Abstract
ABSTRACTThis paper examines the highly contested and ongoing biotechnology (Bt) policy-making process in Ghana. We analyse media content on how Bt is viewed in the context of Ghana’s parliamentary debate on the Plant Breeders Bill and within the broader public policy-making literature. This paper does not seek to take a position on Bt or the Bill, but to understand how policy actors influence the debate with political and scientific rhetoric in Ghana. The study reveals that in the midst of scientific uncertainties of Bt’s potential for sustainable agriculture production and food security, policy decisions that encourage its future adoption are heavily influenced by health, scientific, economic, environmental and political factors dictated by different ideologies, values and norms. While locally pioneered plant breeding is visible and common in the Ghanaian food chain, plant breeding/GMOs/Bt from international corporations is strongly resisted by anti-GMO coalitions. Understanding the complex and messy nature of Bt policy-making is critical for future development of agricultural technology in Ghana and elsewhere.
Highlights
Sub-Saharan Africa (SSA) is disproportionally affected by climate change with 27.7% of the 795 million undernourished people globally residing on the continent (FAO, IFAD, & WFP, 2015; Garza & Stover, 2003)
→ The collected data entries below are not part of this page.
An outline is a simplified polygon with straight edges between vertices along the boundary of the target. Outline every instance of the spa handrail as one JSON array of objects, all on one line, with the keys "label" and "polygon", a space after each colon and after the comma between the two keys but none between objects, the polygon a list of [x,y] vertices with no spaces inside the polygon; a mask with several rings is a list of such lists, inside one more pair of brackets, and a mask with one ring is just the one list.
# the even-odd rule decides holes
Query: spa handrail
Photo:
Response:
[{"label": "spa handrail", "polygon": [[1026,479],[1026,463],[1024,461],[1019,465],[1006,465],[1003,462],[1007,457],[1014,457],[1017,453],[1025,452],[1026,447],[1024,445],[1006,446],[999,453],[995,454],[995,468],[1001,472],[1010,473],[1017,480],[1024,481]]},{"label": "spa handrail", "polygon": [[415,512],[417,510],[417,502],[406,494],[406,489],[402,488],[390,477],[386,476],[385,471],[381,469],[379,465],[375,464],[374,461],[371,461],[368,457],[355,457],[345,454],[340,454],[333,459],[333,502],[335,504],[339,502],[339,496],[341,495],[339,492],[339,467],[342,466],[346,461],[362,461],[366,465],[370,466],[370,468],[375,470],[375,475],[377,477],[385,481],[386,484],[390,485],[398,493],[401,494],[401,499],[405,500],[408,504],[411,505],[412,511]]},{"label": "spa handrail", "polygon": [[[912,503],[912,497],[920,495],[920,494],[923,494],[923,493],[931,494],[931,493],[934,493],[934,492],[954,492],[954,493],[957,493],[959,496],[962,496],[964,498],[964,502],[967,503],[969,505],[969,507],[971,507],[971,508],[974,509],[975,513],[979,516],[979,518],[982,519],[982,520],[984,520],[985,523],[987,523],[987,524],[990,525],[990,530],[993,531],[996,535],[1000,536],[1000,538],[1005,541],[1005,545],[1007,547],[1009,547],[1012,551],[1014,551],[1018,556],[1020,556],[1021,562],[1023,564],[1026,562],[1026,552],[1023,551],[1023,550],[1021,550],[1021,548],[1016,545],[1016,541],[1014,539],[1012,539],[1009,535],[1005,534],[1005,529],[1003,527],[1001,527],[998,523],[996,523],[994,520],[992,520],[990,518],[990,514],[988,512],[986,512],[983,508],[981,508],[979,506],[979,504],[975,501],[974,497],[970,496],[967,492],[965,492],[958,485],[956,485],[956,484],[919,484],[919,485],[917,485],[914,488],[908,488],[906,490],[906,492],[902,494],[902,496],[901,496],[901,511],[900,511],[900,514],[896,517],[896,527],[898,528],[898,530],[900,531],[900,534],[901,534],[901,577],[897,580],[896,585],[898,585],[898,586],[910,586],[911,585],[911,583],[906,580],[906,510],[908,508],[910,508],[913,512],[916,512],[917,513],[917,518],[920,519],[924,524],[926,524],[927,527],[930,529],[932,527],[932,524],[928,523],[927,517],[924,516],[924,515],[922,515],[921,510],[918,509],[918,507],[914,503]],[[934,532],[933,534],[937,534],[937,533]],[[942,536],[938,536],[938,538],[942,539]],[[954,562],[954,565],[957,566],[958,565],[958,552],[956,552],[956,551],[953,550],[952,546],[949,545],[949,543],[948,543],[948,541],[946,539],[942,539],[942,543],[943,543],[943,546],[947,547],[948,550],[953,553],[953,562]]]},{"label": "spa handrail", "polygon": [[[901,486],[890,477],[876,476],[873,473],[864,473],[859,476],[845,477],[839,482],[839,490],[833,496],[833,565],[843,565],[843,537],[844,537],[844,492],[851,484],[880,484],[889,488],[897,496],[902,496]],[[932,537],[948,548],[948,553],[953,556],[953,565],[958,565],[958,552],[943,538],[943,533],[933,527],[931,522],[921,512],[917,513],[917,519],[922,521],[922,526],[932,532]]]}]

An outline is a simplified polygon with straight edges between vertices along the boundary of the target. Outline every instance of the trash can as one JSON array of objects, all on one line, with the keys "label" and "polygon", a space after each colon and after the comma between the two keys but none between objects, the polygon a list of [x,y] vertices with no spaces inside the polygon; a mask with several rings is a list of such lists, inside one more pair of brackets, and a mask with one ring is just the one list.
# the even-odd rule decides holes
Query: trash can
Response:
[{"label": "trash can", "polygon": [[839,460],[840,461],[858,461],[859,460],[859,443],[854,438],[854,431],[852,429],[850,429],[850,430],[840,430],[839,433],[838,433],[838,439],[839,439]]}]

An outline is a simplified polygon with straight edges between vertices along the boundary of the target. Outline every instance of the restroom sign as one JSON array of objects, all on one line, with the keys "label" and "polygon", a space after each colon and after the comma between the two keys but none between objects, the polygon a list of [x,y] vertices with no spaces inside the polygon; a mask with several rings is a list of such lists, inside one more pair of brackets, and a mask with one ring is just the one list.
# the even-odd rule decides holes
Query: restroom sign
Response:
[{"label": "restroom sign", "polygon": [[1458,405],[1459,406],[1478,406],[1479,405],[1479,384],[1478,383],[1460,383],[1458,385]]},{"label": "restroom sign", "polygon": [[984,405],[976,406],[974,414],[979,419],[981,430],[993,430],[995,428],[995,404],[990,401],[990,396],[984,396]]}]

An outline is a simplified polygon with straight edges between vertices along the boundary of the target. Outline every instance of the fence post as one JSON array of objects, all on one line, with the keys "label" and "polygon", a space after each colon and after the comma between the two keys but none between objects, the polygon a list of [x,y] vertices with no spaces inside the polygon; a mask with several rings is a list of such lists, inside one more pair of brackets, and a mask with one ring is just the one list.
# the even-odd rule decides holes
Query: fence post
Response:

In contrast with long standing opinion that the genetically modified organisms (GMOs) debate was about “international GMOs” and Bt, our results indicates that only about 27% of the claims referred to GMOs originating from beyond Ghana and bordering countries
While health concerns were the dominant discourse in claims against “local GMOs”, politics dominated the rhetoric in claims opposing “international GMOs”
Summary
Sub-Saharan Africa (SSA) is disproportionally affected by climate change with 27.7% of the 795 million undernourished people globally residing on the continent (FAO, IFAD, & WFP, 2015; Garza & Stover, 2003). Food security, various agriculture technologies have been proposed, including biotechnology (Bt), innovations in machinery, chemicals, agronomy and information uptake (Godfray et al, 2010; Rosegrant & Cline, 2003). Deployment of Bt has been highly contested and remains one of the most publically debated technical solutions to food security in some of these countries including Ghana. Bt involves an alteration of the genetic make-up of plants through the extraction of desired DNA traits from one organism and introducing it onto another (McAfee, 2003; Stilwell & Van Dyke, 1999). Whereas plants have been going through natural modification or mutation, the present technology of moving individual genes through Bt is.